Cemburu. Itu sinar yang kutangkap dari sorot mata senior ketika melihat aku dan bos berbincang di bawah sinar bulan. Jika aku boleh percaya diri kecemburuan itu karena senior menyimpan rasa terhadapku, tetapi aku mulai meragukan itu.
Jika instingku benar maka tatapan tajam itu lebih terasa seperti aku mengambil perhatian Moon yang selama ini hanya hangat bersamanya.
Aku merasa bersalah. Terlebih aku tahu setelahnya, bos yang menyaksikan senior tumbuh dewasa mengatakan bahwa sebenarnya senior banyak menyimpan coretan kepedihan tentang keluarga. Meskipun sebentar, bos memiliki kenangan tentang ayah dan ibu, sedangkan senior sama sekali tidak mengingat orang tuanya. Kenangan masa kecilnya hanya berisi mengenai cara membuat lelaki yang ia panggil ‘Moon’ itu tertawa. Itu sudah seperti tugas kehidupannya selain bernapas. Ia hanya memiliki ‘Moon’ setelah kakek bos pergi dari dunia ini saat mereka beranjak remaja. Bagi Sun ‘Moon’ adalah satu-satunya keluarga.

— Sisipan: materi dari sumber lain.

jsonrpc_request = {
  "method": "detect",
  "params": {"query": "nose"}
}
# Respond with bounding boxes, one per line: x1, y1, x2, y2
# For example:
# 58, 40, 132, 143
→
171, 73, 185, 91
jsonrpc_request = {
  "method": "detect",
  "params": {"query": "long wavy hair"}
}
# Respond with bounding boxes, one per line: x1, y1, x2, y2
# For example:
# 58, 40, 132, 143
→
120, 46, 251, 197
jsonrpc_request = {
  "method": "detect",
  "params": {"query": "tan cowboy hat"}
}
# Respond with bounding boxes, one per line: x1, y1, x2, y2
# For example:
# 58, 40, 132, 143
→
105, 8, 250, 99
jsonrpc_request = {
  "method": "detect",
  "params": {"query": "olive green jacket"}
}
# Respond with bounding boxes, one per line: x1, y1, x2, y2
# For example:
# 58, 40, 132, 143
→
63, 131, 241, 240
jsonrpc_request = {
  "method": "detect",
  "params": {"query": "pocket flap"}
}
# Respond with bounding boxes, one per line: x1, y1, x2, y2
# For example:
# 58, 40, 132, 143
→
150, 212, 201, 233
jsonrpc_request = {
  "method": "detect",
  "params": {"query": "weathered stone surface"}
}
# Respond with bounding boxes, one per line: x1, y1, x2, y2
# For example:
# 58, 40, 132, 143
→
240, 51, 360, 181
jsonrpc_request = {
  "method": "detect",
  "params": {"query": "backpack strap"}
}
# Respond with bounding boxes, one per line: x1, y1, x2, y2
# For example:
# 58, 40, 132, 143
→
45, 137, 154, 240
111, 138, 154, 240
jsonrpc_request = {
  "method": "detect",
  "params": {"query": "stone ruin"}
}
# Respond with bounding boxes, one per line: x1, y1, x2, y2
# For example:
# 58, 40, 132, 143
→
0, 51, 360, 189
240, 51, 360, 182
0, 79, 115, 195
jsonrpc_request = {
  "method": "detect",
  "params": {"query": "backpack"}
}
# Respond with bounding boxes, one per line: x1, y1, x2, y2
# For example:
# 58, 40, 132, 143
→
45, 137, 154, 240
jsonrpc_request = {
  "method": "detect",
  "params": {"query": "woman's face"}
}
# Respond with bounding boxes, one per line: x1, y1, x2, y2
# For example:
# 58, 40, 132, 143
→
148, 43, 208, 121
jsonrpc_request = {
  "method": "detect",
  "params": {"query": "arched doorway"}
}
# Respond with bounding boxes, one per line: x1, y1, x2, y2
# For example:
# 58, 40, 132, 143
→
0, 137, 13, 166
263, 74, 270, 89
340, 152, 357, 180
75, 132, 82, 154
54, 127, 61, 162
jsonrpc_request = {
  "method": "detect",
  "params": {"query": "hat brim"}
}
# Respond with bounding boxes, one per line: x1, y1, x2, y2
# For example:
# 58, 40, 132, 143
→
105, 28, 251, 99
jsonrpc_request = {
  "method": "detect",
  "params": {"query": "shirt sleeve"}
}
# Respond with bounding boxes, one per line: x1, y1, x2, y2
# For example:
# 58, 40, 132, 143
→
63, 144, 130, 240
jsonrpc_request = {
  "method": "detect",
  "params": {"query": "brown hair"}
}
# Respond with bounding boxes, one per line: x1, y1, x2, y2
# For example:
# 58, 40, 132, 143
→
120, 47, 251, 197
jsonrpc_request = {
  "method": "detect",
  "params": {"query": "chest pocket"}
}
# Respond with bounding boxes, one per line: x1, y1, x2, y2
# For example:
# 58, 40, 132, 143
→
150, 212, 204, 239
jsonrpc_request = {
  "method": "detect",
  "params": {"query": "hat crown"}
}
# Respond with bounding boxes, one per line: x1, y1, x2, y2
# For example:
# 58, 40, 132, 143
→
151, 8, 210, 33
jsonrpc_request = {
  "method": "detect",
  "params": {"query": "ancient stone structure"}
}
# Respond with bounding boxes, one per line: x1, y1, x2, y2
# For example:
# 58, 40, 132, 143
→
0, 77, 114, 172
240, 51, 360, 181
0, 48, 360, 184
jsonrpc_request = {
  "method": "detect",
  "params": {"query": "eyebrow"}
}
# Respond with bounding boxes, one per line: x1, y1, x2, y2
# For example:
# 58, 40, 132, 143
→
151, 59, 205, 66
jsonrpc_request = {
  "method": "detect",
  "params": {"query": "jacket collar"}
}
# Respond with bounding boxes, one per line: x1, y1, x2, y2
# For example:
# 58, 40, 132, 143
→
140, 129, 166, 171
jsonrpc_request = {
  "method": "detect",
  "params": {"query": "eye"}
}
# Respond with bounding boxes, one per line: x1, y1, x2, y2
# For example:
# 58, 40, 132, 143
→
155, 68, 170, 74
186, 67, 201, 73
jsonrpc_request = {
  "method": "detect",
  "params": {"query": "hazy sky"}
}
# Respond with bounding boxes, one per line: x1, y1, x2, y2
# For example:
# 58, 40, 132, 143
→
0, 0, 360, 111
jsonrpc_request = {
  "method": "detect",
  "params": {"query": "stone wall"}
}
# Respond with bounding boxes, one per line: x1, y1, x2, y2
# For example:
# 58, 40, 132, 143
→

Dear seseorang di tahun 2001
Aku baru saja mempelajari bahwa wajah tersenyum tidak selalu baik-baik saja. Kita tidak pernah tahu jika ada luka tersembunyi di balik tawa ceria. Inner child yang terluka akan mudah terlihat pada sebagian orang. Ketika ia menampakan kemurungan, kekejaman atau pun wajah yang datar dan dingin. Namun, pada beberapa orang dengan wajah tersenyum cukup pintar menyembunyikan bagian itu rapat-rapat, terpendam jauh dalam relung hati yang berisi luka.
Salli, 2023
Senior membuang muka, membuatku salah tingkah. Berdiri canggung, menatapnya bingung. Kening berkeringat, juga poni basah yang mejuntai miliknya masih membuatku berdebar. Sorot mata senior tak seperti biasa atau rasaku yang berubah simpatik kepadanya. Setelah aku mendengar segala kisah masa lalu. Kini ia terlihat seperti seorang bocah pencemburu dan bukan pria yang sedang mendekati wanita. Tahukah ia satu senyum saja darinya cukup merontokkan bunga yang mulai tumbuh di hatiku akibat pria bulan. Tetapi ia memilih untuk tidak tersenyum.
Hmm ….
Aku tidak ingin berkomentar tentang bagaimana hidup senior selama ini. Menyembunyikan jiwa yang terluka di balik wajah tertawa, sebaliknya bos yang berwajah dingin namun menyimpan kehangatan cinta.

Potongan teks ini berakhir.